The Magistocrats

Chapter Nine

Excerpt from The Demon's Scrotum: A Year Among The Devil Worshipers Of Central America by Sir Aubrey Delacey

It is in the area known of old as 'Fifty Rivers Gorge' that the Lodge of Mammon makes its home. A rocky outcrop rears improbably above the jungle valley, the citadel perched precariously at its edge.

At the citadel's heart, standing over a hundred feet tall, looms a monstrous statue of Mammon, dried blood encrusting its great feet, the demon prince's eyes leering out over its domain.

Around the statue stand arrayed the palaces of the diabolists, all rearing octave arches and towers of twisted obsidian, each vying to outdo the others in gothic virtuosity.

By day, the diabolists reside within, attended by their staff of undead servants. Their hours are spent supping wine from cups of silver filigree, studying ancient texts in their solars; in making foul experiments and tending to the birthing pits of the catacombs below.

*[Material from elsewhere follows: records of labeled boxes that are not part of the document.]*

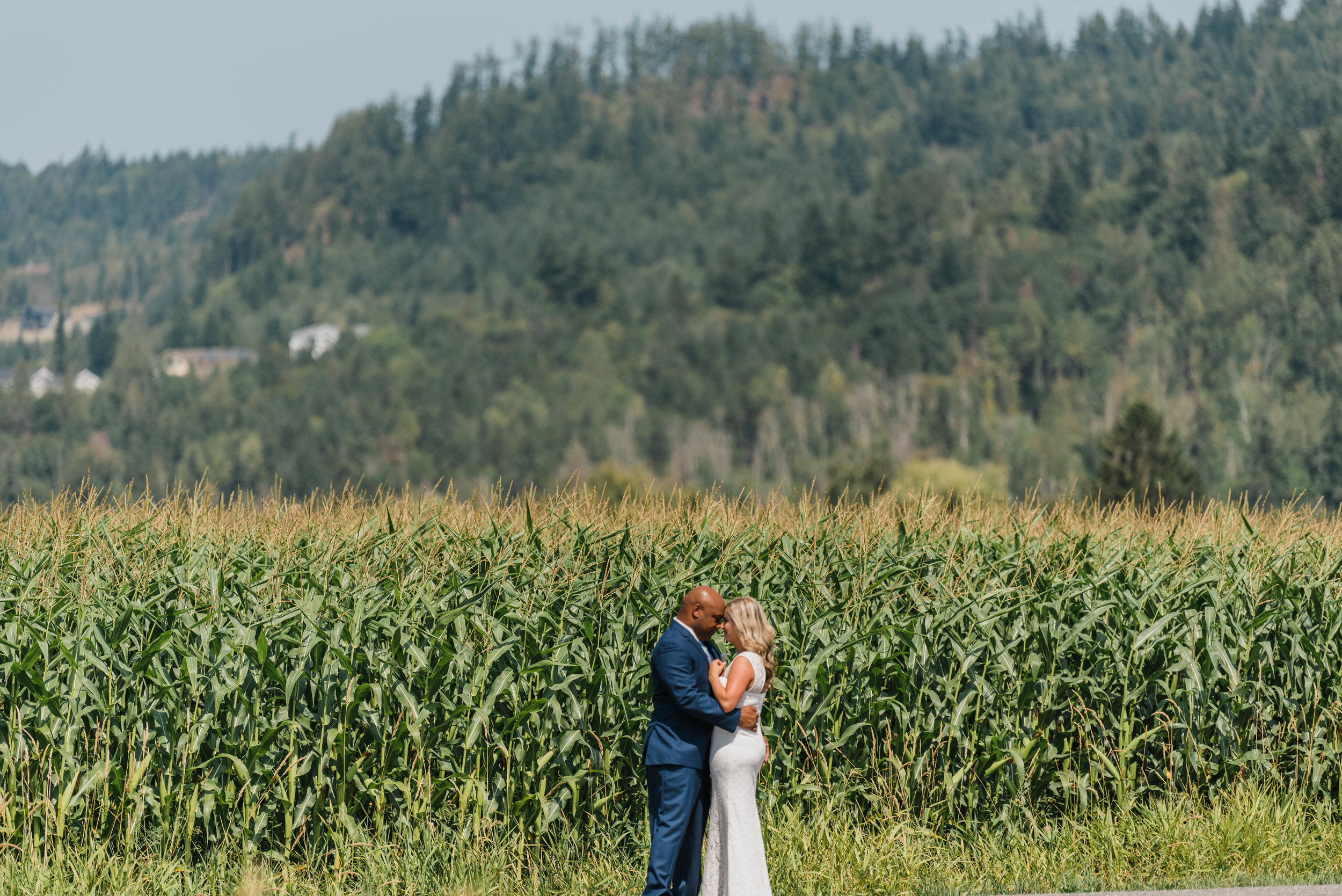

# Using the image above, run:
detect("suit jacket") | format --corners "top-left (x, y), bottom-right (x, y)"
top-left (643, 621), bottom-right (741, 769)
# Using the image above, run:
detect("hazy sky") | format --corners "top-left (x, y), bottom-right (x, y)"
top-left (0, 0), bottom-right (1278, 167)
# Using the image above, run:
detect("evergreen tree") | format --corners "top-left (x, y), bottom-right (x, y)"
top-left (1170, 146), bottom-right (1212, 264)
top-left (51, 307), bottom-right (66, 373)
top-left (1261, 125), bottom-right (1304, 200)
top-left (1073, 130), bottom-right (1095, 193)
top-left (1039, 156), bottom-right (1081, 234)
top-left (1129, 132), bottom-right (1169, 218)
top-left (835, 196), bottom-right (862, 294)
top-left (411, 87), bottom-right (434, 149)
top-left (1221, 127), bottom-right (1244, 174)
top-left (533, 231), bottom-right (569, 302)
top-left (1319, 125), bottom-right (1342, 221)
top-left (756, 208), bottom-right (788, 276)
top-left (89, 314), bottom-right (117, 377)
top-left (831, 127), bottom-right (871, 194)
top-left (866, 172), bottom-right (899, 274)
top-left (797, 202), bottom-right (839, 296)
top-left (1095, 401), bottom-right (1202, 507)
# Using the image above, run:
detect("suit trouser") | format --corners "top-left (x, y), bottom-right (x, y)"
top-left (643, 766), bottom-right (710, 896)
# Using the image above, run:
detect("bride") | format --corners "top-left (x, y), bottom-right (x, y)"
top-left (702, 597), bottom-right (775, 896)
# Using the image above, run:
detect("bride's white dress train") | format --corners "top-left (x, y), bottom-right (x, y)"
top-left (701, 651), bottom-right (773, 896)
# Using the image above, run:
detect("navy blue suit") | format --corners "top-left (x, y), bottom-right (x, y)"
top-left (643, 621), bottom-right (741, 896)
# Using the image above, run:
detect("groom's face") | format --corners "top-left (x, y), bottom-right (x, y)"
top-left (690, 589), bottom-right (727, 641)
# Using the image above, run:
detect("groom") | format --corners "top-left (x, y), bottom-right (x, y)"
top-left (643, 585), bottom-right (758, 896)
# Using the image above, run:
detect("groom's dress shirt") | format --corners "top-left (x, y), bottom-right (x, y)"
top-left (675, 620), bottom-right (713, 662)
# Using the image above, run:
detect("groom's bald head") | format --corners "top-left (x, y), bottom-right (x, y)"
top-left (676, 585), bottom-right (726, 641)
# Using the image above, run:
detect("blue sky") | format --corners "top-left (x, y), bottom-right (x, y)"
top-left (0, 0), bottom-right (1278, 169)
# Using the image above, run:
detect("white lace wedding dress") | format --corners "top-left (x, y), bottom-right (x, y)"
top-left (699, 651), bottom-right (773, 896)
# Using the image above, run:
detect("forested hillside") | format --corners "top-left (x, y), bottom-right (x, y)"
top-left (8, 0), bottom-right (1342, 503)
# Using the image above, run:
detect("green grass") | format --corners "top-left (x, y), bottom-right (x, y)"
top-left (0, 493), bottom-right (1342, 892)
top-left (0, 786), bottom-right (1342, 896)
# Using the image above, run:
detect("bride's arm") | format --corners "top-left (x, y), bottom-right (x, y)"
top-left (709, 656), bottom-right (754, 712)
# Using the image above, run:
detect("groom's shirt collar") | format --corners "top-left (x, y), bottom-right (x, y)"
top-left (673, 620), bottom-right (713, 662)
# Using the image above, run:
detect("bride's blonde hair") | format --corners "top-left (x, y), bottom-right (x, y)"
top-left (726, 597), bottom-right (778, 691)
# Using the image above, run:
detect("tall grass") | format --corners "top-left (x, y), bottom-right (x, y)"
top-left (0, 785), bottom-right (1342, 896)
top-left (0, 493), bottom-right (1342, 858)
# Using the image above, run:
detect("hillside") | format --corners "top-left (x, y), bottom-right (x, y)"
top-left (8, 1), bottom-right (1342, 503)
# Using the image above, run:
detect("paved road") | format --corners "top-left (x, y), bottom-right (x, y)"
top-left (1009, 884), bottom-right (1342, 896)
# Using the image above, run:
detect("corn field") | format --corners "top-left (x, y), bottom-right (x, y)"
top-left (0, 493), bottom-right (1342, 856)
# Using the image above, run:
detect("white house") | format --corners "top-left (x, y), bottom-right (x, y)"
top-left (289, 323), bottom-right (340, 358)
top-left (74, 368), bottom-right (102, 396)
top-left (28, 368), bottom-right (61, 398)
top-left (158, 349), bottom-right (257, 380)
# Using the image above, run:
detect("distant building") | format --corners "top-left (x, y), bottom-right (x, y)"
top-left (74, 368), bottom-right (102, 396)
top-left (10, 259), bottom-right (51, 276)
top-left (19, 309), bottom-right (59, 342)
top-left (289, 323), bottom-right (340, 358)
top-left (158, 349), bottom-right (257, 380)
top-left (0, 302), bottom-right (105, 344)
top-left (28, 368), bottom-right (61, 398)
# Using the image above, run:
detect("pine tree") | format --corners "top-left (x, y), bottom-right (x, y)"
top-left (1073, 130), bottom-right (1095, 193)
top-left (1263, 125), bottom-right (1304, 200)
top-left (411, 87), bottom-right (434, 149)
top-left (1170, 146), bottom-right (1212, 264)
top-left (1129, 132), bottom-right (1169, 217)
top-left (797, 202), bottom-right (839, 296)
top-left (1095, 401), bottom-right (1202, 508)
top-left (835, 197), bottom-right (862, 294)
top-left (831, 127), bottom-right (871, 194)
top-left (1039, 156), bottom-right (1081, 234)
top-left (864, 172), bottom-right (899, 274)
top-left (51, 307), bottom-right (66, 373)
top-left (534, 231), bottom-right (569, 302)
top-left (1319, 125), bottom-right (1342, 221)
top-left (1221, 127), bottom-right (1244, 174)
top-left (89, 314), bottom-right (117, 377)
top-left (757, 208), bottom-right (788, 278)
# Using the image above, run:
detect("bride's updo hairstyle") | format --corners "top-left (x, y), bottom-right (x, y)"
top-left (727, 597), bottom-right (778, 691)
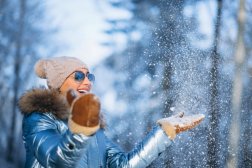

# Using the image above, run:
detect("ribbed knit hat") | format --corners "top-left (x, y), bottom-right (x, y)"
top-left (34, 56), bottom-right (88, 89)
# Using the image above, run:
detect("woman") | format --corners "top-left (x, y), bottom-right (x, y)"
top-left (19, 57), bottom-right (204, 168)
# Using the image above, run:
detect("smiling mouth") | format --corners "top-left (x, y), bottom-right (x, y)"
top-left (78, 90), bottom-right (88, 94)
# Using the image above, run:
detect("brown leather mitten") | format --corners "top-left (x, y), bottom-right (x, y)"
top-left (67, 90), bottom-right (101, 136)
top-left (157, 113), bottom-right (205, 140)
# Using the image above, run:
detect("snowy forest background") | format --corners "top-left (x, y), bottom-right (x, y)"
top-left (0, 0), bottom-right (252, 168)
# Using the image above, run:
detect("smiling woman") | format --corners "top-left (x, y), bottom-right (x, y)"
top-left (19, 57), bottom-right (204, 168)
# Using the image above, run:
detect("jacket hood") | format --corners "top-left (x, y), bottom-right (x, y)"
top-left (18, 88), bottom-right (70, 119)
top-left (18, 88), bottom-right (106, 128)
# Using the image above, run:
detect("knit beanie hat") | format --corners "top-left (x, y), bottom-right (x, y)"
top-left (34, 56), bottom-right (88, 89)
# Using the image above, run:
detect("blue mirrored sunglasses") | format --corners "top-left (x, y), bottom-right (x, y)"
top-left (74, 71), bottom-right (95, 82)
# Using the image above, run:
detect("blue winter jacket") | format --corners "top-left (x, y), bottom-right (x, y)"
top-left (19, 89), bottom-right (171, 168)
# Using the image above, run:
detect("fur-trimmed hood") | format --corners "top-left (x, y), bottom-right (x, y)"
top-left (18, 88), bottom-right (70, 119)
top-left (18, 88), bottom-right (106, 128)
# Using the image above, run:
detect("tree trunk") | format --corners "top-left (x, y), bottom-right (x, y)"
top-left (6, 0), bottom-right (26, 162)
top-left (207, 0), bottom-right (222, 167)
top-left (227, 0), bottom-right (245, 168)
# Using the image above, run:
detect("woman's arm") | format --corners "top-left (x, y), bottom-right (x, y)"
top-left (107, 126), bottom-right (172, 168)
top-left (23, 113), bottom-right (89, 167)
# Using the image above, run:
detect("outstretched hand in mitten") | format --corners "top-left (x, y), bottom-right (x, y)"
top-left (157, 112), bottom-right (205, 140)
top-left (66, 90), bottom-right (101, 136)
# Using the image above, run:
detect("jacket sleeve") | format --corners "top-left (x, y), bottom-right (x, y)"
top-left (107, 126), bottom-right (172, 168)
top-left (23, 113), bottom-right (89, 167)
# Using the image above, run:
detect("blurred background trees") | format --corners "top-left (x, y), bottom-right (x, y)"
top-left (0, 0), bottom-right (252, 168)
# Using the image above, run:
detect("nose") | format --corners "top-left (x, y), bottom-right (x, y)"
top-left (82, 76), bottom-right (92, 86)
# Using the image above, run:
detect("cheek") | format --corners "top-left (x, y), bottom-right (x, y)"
top-left (60, 81), bottom-right (79, 92)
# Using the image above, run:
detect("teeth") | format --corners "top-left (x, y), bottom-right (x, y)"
top-left (78, 90), bottom-right (87, 93)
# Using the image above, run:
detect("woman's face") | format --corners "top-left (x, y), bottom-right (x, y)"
top-left (60, 68), bottom-right (92, 95)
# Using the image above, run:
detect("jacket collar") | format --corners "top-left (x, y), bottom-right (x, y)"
top-left (18, 88), bottom-right (70, 119)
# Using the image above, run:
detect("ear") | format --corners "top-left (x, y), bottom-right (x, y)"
top-left (66, 89), bottom-right (77, 106)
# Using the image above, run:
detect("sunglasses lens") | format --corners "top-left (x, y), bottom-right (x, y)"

By night, eldritch flames roar at Mammon's feet and the jungle echoes to the wild drum beat. Zombis and other servants range the valleys in search of victims, human or otherwise, to be offered to the prince of greed. On nights of the full moon, a carnival atmosphere holds sway. The flames leap and crackle and shrieks of wild ecstasy resound from the citadel walls. Half-human creatures look out in terror from the gibbet cages, their pleas lost to the blood-rapture of the celebrants. The women bath in the gore that drips from mammon's chalice and take lovers from the strangely masked courtiers who attend them. The men don their death-robes and perform unspeakable acts upon the altar, finally spending their lust on whatever quivering flesh remains.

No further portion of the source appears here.